Poder-se-ia dizer que a escrita (ou o discurso) de hoje, segundo Foucault, não é meramente,
ou não é definitivamente, expressiva, mas identifica-se com a sua exterioridade, e está sempre
em vias de ser refeita, transgredida, invertida, ou retificada. A escrita é assim, o espaço de um
sujeito (autor) “que está sempre a desaparecer”.

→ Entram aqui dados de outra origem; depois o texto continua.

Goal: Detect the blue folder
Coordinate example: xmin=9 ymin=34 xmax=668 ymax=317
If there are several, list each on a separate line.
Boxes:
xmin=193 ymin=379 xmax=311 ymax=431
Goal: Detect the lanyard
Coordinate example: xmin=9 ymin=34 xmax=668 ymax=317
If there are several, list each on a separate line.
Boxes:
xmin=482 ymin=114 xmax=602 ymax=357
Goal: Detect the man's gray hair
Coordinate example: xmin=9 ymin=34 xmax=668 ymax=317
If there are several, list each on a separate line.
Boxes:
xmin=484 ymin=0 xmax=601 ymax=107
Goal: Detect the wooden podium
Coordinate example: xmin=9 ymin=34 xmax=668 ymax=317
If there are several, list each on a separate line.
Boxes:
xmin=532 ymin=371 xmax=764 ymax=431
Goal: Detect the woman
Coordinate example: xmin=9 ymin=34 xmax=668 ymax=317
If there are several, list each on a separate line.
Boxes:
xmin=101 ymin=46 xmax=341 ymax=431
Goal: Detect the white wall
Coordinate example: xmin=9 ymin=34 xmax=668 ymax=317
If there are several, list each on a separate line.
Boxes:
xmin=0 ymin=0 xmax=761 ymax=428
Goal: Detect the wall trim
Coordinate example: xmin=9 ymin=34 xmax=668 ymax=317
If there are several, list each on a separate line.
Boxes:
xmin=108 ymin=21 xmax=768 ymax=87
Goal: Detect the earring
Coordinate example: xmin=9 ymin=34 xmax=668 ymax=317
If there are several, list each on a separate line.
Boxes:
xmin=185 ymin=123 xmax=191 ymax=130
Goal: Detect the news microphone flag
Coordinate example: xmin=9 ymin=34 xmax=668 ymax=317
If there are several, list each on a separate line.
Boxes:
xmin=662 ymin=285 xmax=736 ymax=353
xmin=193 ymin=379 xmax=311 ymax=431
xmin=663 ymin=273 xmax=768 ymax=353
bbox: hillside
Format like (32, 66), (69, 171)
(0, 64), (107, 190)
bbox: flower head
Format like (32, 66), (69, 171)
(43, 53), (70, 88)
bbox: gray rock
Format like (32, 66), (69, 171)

O tema da morte é o segundo grande eixo da nova história da literatura
(FOUCAULT, 2000):2 o parentesco da literatura com a morte. Na narrativa árabe As mil e
uma noites tão requerida por Foucault e por Barthes, Xerazade utiliza o discurso para adiar a
morte, nisto se difere da narrativa grega que buscava a perpetuação do herói, que glorificado e
jovem, passava à imortalidade. Distintamente, em Xerazade, o que se vê é o sacrifício da
própria vida, o esforço de todas as noites, para manter a morte fora da existência. Desse
modo, a escrita ou a fala, representa o apagamento do próprio sujeito autoral, subjugando-o.
Constitui-se apagamento da autoria em favor do discurso, da linguagem.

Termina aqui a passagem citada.